Questo modello è sbagliato, ma non è stupido. Descrive accuratamente l'esperienza umana del mondo: il cielo sembra effettivamente essere una cupola e la terra sembra essere piatta. Il modello fallisce solo a scale che gli osservatori antichi non potevano accedere.
L'Asse del Mondo
Al centro del mondo si erge il Monte Kunlun (昆仑山) — l'asse mundi che collega la terra al cielo. Kunlun è impossibilmente alto, circondato da acqua debole che non può sostenere nemmeno una piuma, e protetto da esseri soprannaturali.
Kunlun svolge la stessa funzione del Monte Olimpo nella mitologia greca o di Yggdrasil nella mitologia norrena: è il punto in cui il mondo umano e il mondo divino si intersecano. Ogni grande mitologia ha bisogno di un tale punto, perché ogni cultura deve spiegare come gli dei e gli umani interagiscono.
I Quattro Mari
Lo Shanhaijing descrive quattro mari che circondano la terra quadrata: il Mare Orientale, il Mare Occidentale, il Mare Meridionale e il Mare Settentrionale. Al di là dei mari si trovano le terre di popoli e creature straniere.

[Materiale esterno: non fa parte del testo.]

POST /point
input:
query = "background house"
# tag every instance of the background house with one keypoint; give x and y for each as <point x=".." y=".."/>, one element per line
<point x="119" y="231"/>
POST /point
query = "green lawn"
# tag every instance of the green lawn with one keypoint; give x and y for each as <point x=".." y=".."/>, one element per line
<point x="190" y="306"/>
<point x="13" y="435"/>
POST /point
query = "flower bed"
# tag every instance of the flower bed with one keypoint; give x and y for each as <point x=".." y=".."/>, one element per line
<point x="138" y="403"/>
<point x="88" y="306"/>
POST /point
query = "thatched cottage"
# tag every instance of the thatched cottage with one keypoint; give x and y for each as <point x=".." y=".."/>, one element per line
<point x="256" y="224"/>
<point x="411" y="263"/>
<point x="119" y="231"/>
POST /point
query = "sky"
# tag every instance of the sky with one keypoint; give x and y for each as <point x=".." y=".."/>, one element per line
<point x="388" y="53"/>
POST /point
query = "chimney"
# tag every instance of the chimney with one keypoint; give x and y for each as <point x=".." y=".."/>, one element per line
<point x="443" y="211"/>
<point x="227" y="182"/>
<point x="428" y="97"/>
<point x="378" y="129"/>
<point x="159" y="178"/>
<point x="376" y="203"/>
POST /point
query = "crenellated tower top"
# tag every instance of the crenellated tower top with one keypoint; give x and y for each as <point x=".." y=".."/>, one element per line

Questa geografia riflette la visione del mondo cinese delle zone concentriche: la Cina al centro, circondata da territori sempre più strani e estranei. Più ci si allontana dal centro, più il mondo diventa strano.
I Corpi Celesti
Lo Shanhaijing spiega il sole e la luna attraverso la mitologia piuttosto che l'astronomia:
Il sole sorge dalla Valle del Sole (汤谷), dove dieci soli si riposano in un enorme albero di gelso chiamato Fusang (扶桑). Ogni giorno, un sole attraversa il cielo in un carro tirato da draghi. Il mito di Hou Yi che abbatte nove soli spiega perché appare solo un sole alla volta.
La luna è dimora di Chang'e (嫦娥), che è fuggita sulla luna dopo aver rubato l'elisir di immortalità dal marito Hou Yi. Ella vive lì con un coniglio di giada (玉兔) che pesta medicine in un mortaio.
L'Inferno
Sotto la terra si trova l'inferno (地府, dìfǔ) — un regno dei morti governato dalla propria burocrazia. L'inferno non è descritto in dettaglio nello Shanhaijing stesso, ma fa parte dello stesso framework cosmologico: un universo a tre strati con il cielo sopra, la terra nel mezzo e l'inferno sotto.
L'Universo Interconnesso
Il principio cosmologico più importante dello Shanhaijing è l'interconnessione. Il cielo, la terra e l'inferno non sono regni separati: sono connessi attraverso montagne, fiumi e percorsi soprannaturali. Gli dei scendono sulla terra. I mortali ascendono al cielo. I morti viaggiano verso l'inferno e infine ritornano attraverso la reincarnazione.
Questa interconnessione significa che eventi in un regno influenzano gli altri. Una siccità sulla terra potrebbe essere causata da un errore burocratico nel cielo. Una plaga potrebbe essere causata da spiriti inquieti nell'inferno. L'universo è un sistema unico e ogni parte influisce su ogni altra parte.